Pour peut-être sortir de ces généralités, j’oserai évoquer deux textes en particulier. Il y a dans Métamorphose d’Emma F. de Christian Roux une effarante et jubilatoire férocité. La vengeance, ô combien cruelle d’Emma, c’est la revanche d’une reléguée : géographique (elle habite à Mantes-La-Jolie), socio-économique (elle est boniche à Paris et fait l’A/R quotidien), physique également (elle est obèse et n’incarne en rien le stéréotype de la Parisienne élégante et désirable que produit ce centre aisé, médiatisé, puissant, donneur de ton culturel et artistique, avec une violence et un mépris tranquilles). La transgression d’Emma c’est de rappeler que ce clinquant peut se noyer rapidement : le même fleuve qui arrose la Ville-Lumière peut devenir sordide Seine de crime quelques méandres plus à l’ouest.

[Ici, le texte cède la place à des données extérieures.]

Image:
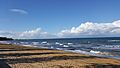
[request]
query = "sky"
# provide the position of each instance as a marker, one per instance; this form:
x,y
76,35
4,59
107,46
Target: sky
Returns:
x,y
59,18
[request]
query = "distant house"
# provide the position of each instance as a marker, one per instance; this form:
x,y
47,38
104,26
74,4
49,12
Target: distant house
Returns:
x,y
5,38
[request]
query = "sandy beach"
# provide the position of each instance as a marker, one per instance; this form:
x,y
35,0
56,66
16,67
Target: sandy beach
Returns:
x,y
14,56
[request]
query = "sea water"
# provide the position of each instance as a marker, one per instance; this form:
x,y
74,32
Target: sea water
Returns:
x,y
103,47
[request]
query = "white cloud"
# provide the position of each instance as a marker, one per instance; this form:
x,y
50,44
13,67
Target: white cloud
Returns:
x,y
31,34
90,29
21,11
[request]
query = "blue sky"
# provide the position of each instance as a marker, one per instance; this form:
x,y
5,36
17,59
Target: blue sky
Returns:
x,y
54,16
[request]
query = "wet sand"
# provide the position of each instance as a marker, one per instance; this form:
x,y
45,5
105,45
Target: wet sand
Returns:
x,y
14,56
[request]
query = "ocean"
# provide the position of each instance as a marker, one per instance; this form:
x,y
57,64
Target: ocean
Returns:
x,y
101,46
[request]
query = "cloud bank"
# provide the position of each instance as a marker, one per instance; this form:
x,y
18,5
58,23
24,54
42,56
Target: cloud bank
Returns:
x,y
21,11
87,29
90,29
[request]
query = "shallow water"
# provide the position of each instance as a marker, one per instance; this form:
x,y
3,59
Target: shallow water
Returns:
x,y
104,47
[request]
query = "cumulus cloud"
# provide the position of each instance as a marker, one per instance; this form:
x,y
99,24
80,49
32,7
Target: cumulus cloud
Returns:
x,y
31,34
90,29
21,11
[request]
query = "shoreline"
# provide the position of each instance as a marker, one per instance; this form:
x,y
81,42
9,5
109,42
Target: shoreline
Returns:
x,y
78,51
31,57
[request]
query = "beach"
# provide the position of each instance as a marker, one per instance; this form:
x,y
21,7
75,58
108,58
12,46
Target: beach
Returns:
x,y
15,56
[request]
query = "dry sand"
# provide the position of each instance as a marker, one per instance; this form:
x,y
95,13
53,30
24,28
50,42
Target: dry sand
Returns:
x,y
14,56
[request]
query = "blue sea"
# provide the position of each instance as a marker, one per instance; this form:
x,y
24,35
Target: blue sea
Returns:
x,y
101,46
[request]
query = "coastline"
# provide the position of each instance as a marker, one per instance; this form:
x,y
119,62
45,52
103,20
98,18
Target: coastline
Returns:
x,y
32,57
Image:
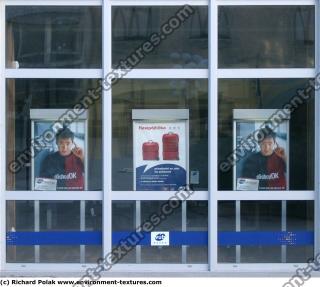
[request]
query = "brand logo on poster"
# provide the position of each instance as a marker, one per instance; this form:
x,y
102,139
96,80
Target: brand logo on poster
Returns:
x,y
160,238
160,149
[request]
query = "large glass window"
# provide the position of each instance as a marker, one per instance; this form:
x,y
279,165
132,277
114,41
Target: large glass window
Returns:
x,y
177,37
266,37
53,37
48,122
255,111
54,231
265,231
159,94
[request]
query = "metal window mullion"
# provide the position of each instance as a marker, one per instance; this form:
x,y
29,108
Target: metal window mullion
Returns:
x,y
3,139
213,137
283,228
137,227
82,228
317,135
184,248
37,229
107,130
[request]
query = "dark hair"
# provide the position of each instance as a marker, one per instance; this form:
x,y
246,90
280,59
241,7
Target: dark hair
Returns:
x,y
268,133
64,133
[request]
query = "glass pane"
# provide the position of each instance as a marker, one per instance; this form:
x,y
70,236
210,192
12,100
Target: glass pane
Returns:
x,y
93,222
254,99
19,218
226,222
186,47
266,36
197,220
54,135
53,37
159,94
124,220
59,216
161,254
260,216
265,231
296,221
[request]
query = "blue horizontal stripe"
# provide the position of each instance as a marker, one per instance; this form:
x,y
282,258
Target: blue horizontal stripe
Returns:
x,y
177,238
266,238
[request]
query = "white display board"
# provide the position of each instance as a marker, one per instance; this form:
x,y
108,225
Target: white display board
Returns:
x,y
160,149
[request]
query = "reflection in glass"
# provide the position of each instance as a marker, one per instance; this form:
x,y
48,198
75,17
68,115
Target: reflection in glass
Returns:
x,y
19,217
53,37
124,219
268,94
186,48
197,220
266,36
161,254
46,95
265,219
158,94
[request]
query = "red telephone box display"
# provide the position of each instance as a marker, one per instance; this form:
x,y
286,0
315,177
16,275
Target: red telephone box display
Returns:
x,y
170,142
150,150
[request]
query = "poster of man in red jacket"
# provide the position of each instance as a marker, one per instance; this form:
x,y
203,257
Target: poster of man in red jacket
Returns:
x,y
268,166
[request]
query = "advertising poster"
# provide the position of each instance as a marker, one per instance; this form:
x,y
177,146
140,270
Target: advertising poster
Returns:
x,y
160,150
262,148
59,164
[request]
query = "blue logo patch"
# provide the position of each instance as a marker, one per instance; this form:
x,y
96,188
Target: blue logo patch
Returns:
x,y
160,236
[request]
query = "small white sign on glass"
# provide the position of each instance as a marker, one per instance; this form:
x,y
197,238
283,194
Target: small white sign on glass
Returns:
x,y
160,238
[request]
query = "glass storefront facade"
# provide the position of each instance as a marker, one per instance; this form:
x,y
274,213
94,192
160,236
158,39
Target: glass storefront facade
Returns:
x,y
184,133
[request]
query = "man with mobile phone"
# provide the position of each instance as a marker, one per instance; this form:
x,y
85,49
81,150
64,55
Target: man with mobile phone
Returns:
x,y
67,164
268,166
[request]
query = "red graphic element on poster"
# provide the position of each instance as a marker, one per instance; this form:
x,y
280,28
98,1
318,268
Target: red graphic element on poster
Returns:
x,y
170,143
150,150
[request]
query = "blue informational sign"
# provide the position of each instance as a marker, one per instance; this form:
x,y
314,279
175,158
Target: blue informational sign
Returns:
x,y
160,155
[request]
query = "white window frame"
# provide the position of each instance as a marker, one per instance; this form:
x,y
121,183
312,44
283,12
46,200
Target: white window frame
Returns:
x,y
107,196
215,195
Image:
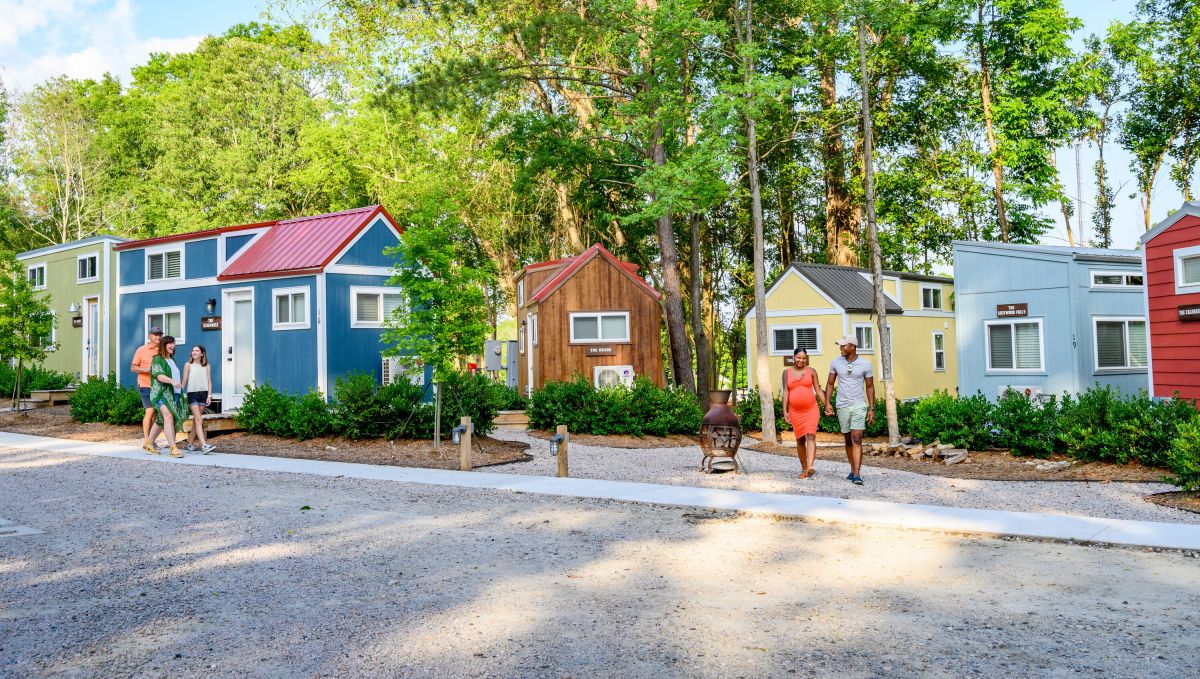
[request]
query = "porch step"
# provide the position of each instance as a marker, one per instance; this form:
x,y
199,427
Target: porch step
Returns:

Beaucoup plus intimiste, dérangeant d’une autre manière, le texte Martyrs obscurs d’Anne-Sylvie Salzman évoque le mauvais voyage retour dans le passé, dans un lieu plus inattendu que d’autres mais qui néanmoins appartient à ce vaste ensemble des banlieues, le vallon d’Arcueil, sous son viaduc, à 2 km au sud de la Porte d’Orléans. C’est là une leçon du texte ; partir de sa banlieue, laisser derrière soi une part de sa vie, c’est possible. Mais pas pour tout le monde : ce qui reste, ceux qui restent, le bâti et les humains, peuvent y sombrer et y pourrir.